Il n'en était rien. Au contraire à la naissance de son enfant, elle avait eu l'impression de ne plus avoir d'excuses. Elle avait crée la vie. Elle s'était offert une famille.Un événement de la vie qui lui avait donné six mois en arrière une impulsion, une envie mordante de vivre passionnément chaque jour pour son enfant certes mais surtout pour elle. Pour cet être en devenir qui allait devenir maman, une mère qui serait heureuse, forte et épanouie dans ses choix. Même si elle n'avait pas la force en ce dernier jour de couper court aux compliments sur ces muffins à la myrtille pour rétablir la vérité, elle ne pouvait s'empêcher au fond de penser qu'ici, dans ces locaux aseptisés, personne ne l'avait compris. Que dans ces locaux gris à la moquette usée et à la routine mortelle, elle avait failli y laisser sa peau. Face au vide et à l'ennui, elle avait voulu plus d'une fois fuir.

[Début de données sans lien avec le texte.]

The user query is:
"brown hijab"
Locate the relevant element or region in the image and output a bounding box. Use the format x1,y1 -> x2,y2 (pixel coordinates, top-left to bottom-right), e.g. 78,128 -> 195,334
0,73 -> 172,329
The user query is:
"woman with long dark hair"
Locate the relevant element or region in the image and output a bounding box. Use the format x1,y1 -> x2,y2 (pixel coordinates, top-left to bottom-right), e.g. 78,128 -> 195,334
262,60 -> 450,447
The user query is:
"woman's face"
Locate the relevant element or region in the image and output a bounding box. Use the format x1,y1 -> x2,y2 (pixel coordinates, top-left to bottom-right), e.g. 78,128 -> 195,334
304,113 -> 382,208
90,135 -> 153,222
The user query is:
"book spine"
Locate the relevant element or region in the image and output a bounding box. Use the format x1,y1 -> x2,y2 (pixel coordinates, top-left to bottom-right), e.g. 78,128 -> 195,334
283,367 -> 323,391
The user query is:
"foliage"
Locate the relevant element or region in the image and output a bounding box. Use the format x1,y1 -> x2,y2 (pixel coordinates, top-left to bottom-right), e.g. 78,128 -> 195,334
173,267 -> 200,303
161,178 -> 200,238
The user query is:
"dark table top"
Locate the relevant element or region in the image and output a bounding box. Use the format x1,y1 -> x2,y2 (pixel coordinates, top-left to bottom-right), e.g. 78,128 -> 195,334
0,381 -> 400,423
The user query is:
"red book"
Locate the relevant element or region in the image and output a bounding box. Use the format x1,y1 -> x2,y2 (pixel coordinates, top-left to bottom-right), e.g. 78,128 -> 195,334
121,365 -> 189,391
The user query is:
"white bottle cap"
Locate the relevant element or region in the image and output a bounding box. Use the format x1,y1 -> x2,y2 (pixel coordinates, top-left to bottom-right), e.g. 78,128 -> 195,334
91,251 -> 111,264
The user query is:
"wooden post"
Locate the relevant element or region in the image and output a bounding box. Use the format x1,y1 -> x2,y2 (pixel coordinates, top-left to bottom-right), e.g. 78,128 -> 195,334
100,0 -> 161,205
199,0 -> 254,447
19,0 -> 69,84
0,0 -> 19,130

Aujourd'hui, en jetant à la poubelle des dizaines de vieux dossiers, aujourd'hui, en fermant la porte les yeux mouillés de nostalgie sur trois années confortables d'une petite vie bien rangée, elle n'avait pas l'impression de faire preuve de courage mais plutôt d'avoir une chance inouïe.

Celle de quitter une prison dorée pour repartir de zéro.